Updated 8/28/25 to include Open WebUI settings to allow the model to have context when using crush.
This post will only cover the crush configuration. You are required to configure Open WebUI and Ollama - these are extremely well documented applications, I can't write anything better than what is already available.crush is well documented too however it took me a little while to get my configuration working with Ollama (technically Ollama via Open WebUI).
Open WebUI provides an OpenAI compatible endpoint that can be used in the crush.json configuration to call whatever models you have running in Open WebUI. I imagine you could use other model providers as well, however I'm only running Ollama as the model provider.

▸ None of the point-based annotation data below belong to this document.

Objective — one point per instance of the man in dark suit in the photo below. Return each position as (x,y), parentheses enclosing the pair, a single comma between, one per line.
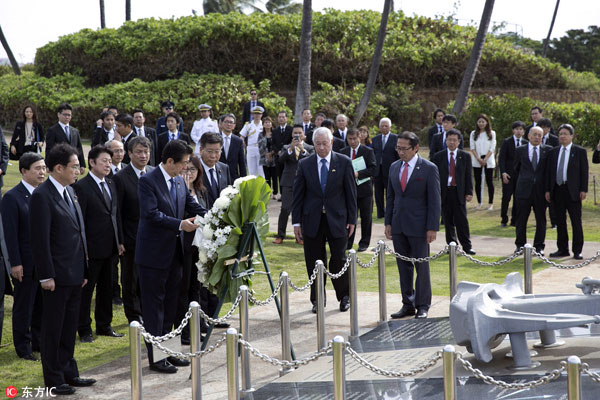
(27,307)
(530,168)
(364,190)
(126,181)
(289,157)
(384,147)
(59,248)
(412,218)
(141,130)
(247,108)
(324,210)
(439,139)
(438,114)
(456,185)
(97,198)
(164,198)
(506,164)
(233,148)
(62,132)
(566,187)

Here's my config, this will give you a great starting point.
{
"$schema": "https://charm.land/crush.json",
"providers": {
"openwebui": {
"type": "openai",
"base_url": "https://your-openwebui-ip/api",
"api_key": "sk-youropenwebuiapikey_generatedinyourusersettings",
"name": "Open WebUI",
"models": [
{
"id": "Qwen3:32b",
"name": "Qwen3 32B",
"context_window": 256000,
"default_max_tokens": 20000,
"supports_tools": true
},
{
"id": "nomic-embed-text:latest",
"name": "Nomic Embed Text",
"context_window": 8192,
"default_max_tokens": 512,
"supports_tools": false
},
{
"id": "deepseek-r1:32b",
"name": "DeepSeek R1 32B",
"context_window": 32768,
"default_max_tokens": 8192,
"supports_tools": true
},
{
"id": "llama3.1:8b",
"name": "Llama 3.1 8B",
"context_window": 32768,
"default_max_tokens": 8192,
"supports_tools": true
},
{
"id": "bjoernb/qwen3-coder-30b:latest",
"name": "BjoernB Qwen3 Coder 30B",
"context_window": 32768,
"default_max_tokens": 20000,
"supports_tools": true
},
{
"id": "Qwen3:latest",
"name": "Qwen3 Latest",
"context_window": 256000,
"default_max_tokens": 20000,
"supports_tools": true
},
{
"id": "mistral-nemo:latest",
"name": "Mistral Nemo",
"context_window": 32768,
"default_max_tokens": 8192,
"supports_tools": true
},
{
"id": "gpt-oss:20b",
"name": "GPT-OSS 20B",
"context_window": 32768,
"default_max_tokens": 8192,
"supports_tools": true
}
]
}
},
"mcp": {
"nixos": {
"type": "stdio",
"command": "uvx",
"args": ["mcp-nixos"]
},
"brew": {
"type": "stdio",
"command": "brew",
"args": ["mcp-server"]
},
"kagi": {
"type": "stdio",
"command": "uvx",
"args": ["kagimcp"],
"env": {
"KAGI_API_KEY": "my_kagi_api_key"
}
},
"gitea": {
"type": "stdio",
"command": "gitea-mcp",
"args": [
"-t",
"stdio",
"--host",
"https://my.gitea.address.com"
],
"env": {
"GITEA_ACCESS_TOKEN": "mygiteaaccesstoken_createdingiteasettings"
}
}
}
}
You'll probably use different models and MCP servers than me, so add/remove/adjust as needed.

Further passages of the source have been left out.